運命的政略結婚~白衣の悪魔に魅入られて~


「どうしよう真帆……明日デートしようって」

「いいんじゃない? 悪魔をよりよく知れるチャンスだし、幻滅するようなことがあれば、婚姻届を目の前で破いてやればいいんだから」


そ、そんな簡単なものかな……? たとえ彼に幻滅しても、婚姻届を目の前で破くなんて勇気ないよ……。

友人の言葉にさらに迷いは深まりつつ、藍澤先生を待たせては悪いと再びスマホを耳に当てた。


「お待たせしてすいません……あの、デートって、どこへ?」

『美琴ちゃんは行きたい場所、ある?』


彼の出方を窺おうとしたのに、逆に聞き返されてしまった。

これってもう、デートに行くことは決定事項っぽい? 嫌なら、断ればいいんだろうけど……。

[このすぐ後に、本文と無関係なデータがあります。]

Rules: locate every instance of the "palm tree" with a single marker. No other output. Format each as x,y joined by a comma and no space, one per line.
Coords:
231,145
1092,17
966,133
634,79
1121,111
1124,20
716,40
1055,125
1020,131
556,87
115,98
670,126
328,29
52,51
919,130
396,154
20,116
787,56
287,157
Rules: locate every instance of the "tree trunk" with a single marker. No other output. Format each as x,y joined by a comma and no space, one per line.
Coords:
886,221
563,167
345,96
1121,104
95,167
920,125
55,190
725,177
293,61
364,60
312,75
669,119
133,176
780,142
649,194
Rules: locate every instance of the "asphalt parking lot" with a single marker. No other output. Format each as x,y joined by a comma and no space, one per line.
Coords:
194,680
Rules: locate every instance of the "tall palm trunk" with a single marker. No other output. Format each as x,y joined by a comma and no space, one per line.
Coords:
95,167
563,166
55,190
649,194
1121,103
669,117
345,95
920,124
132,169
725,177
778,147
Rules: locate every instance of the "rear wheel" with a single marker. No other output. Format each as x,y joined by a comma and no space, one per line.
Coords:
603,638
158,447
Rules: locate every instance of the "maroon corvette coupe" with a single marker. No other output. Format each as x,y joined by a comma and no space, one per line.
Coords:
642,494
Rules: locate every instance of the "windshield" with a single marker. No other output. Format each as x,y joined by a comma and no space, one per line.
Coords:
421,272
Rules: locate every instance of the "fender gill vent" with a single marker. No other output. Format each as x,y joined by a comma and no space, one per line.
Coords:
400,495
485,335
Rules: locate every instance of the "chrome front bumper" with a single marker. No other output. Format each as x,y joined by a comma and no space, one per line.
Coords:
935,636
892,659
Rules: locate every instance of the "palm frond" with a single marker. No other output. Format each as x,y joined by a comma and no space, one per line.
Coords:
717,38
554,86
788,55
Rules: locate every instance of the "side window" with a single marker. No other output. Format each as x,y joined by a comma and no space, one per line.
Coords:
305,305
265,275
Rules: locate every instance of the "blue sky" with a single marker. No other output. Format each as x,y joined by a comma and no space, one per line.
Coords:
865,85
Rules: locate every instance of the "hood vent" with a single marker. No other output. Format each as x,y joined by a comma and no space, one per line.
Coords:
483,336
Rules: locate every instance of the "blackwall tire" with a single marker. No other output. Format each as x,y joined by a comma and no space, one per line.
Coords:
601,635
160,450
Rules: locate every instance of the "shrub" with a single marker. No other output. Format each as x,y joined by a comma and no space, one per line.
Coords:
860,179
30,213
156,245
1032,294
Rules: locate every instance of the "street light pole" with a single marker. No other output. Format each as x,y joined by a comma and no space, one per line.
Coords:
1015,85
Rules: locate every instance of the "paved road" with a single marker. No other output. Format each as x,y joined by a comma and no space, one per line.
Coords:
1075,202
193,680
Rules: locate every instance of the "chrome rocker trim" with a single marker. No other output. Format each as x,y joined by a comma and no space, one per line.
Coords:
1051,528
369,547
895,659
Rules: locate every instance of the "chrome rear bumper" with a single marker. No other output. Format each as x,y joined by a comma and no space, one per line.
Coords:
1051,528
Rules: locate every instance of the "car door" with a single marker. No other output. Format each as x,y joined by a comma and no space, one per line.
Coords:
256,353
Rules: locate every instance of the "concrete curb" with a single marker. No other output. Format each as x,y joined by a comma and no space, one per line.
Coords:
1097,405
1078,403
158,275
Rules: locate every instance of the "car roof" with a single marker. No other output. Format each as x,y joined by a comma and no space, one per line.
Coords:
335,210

しばらく黙り込んで、胸に手を当てた。藍澤先生が悪魔なら、さらなる罠が私を待っているのかもしれない。でも……。


「……行きたい場所、ですか」


思い切って、デートしてみるのもいいかもしれないな。私はそんな気分になって、素直に行き先を考えることにした。

藍澤先生の“悪魔の顔”を警戒していることに変わりはない。でも、真帆の話を聞いて、もうちょっと彼のことを深く知ってもいいかなって気持ちも、芽生えてきたから。